Junkyards or Playgrounds
Common spaces are important to social movements. The Haight-Ashbury was essential to the development of the hippie movement in San Francisco. Across the Bay in Berkeley, the reclaiming of land for public use also served as a statement from the people. The most noticeable and possibly most memorable space in the East Bay was the Emeryville Mudflats. This stretch of mud and driftwood along I-580 served as a public expression of the creativity and community of those who erected the large and numerable sculptures. The haphazard art form received much praise as well as criticism throughout its existence in the 70s and 80s. The emphasis that these sculptures had on community and the construction process has roots in the hippie funk architecture movement and lives on today in many public spaces in Berkeley. These sculptures emphasized both community and the construction process and have roots in the hippie funk architecture movement that live on today in many public spaces in Berkeley.

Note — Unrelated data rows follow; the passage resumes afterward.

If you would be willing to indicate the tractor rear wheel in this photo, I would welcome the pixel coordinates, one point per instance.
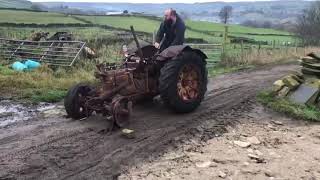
(75, 100)
(183, 82)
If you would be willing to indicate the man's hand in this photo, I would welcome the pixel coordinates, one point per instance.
(157, 45)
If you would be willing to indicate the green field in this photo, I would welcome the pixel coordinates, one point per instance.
(196, 29)
(21, 4)
(28, 17)
(210, 32)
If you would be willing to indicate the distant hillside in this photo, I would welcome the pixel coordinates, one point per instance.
(272, 11)
(18, 4)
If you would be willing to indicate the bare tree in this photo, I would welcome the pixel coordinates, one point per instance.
(225, 14)
(308, 24)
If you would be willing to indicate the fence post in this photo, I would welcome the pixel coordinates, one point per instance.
(242, 51)
(154, 37)
(225, 38)
(274, 44)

This form serves as a great expression of the spirit behind the funk architecture that was central to the “back to the land” movement. The various settlements across California that hippies flocked to exhibited hand-made homes and living areas. The process of building was very important to those who built their homes in nature. The act of creation and ingenuity as well as the community aspect of construction made the experience unique to the funk architects. The importance of hands-on participation, community, and junk architecture in the back to land movement is expressed in the mudflat art. These sculptures were handmade and anyone was free to participate. This space provided a memorable drive for many Californians. While the sculptures were removed in the late 80s by CalTrans, the legacy lives on in an interesting way on the Berkeley marina.
The Adventure Playground is a park on the Berkeley marina, near the old site of the Emeryville Mudflats sculptures, that the children build themselves. Provided with tools, building materials, and paint, the children are encouraged to build, play, and create. This active participation in the construction of their own little world is a fairly unique experience, being one of the few parks of its kind in the United States. While there are many more rules in place in this park than there were at the mudflats, the experience is driven by the same desire to be close to one’s environment, to create a space to for independent thinking. The park’s website explains that it was inspired by a European landscape architect, Lady Marjory Allen, during WWII. While the park was modeled after Allen’s parks in Europe, the continued existence of the park today is made possible by the desire of Berkeley locals to instill the mentality of the funk architect in children today.
The aesthetic of the playground strongly mirrors the junkyard feel of the Canyon, CA hippie homes with a chaotic yet liberating feel. As a child I went to the Adventure Playground twice. Of the hundreds of playground I have had the pleasure to wander, this is the only one that I felt such a deep seated love for. I can attest that this place is magical in its own unique and visceral way.
I imagine many driving by the sculptures on the mudflats asking why someone would put their time and effort into a janky rendition of a dog that would inevitably wash away. I know exactly why, because the Adventure Playground instilled in me part of the experience that so many young people in the long 60s yearned for. While these children may not know it, they are being influenced by a complex social movement from much before their time, and this experience would not be possible without this space dedicated to exploration.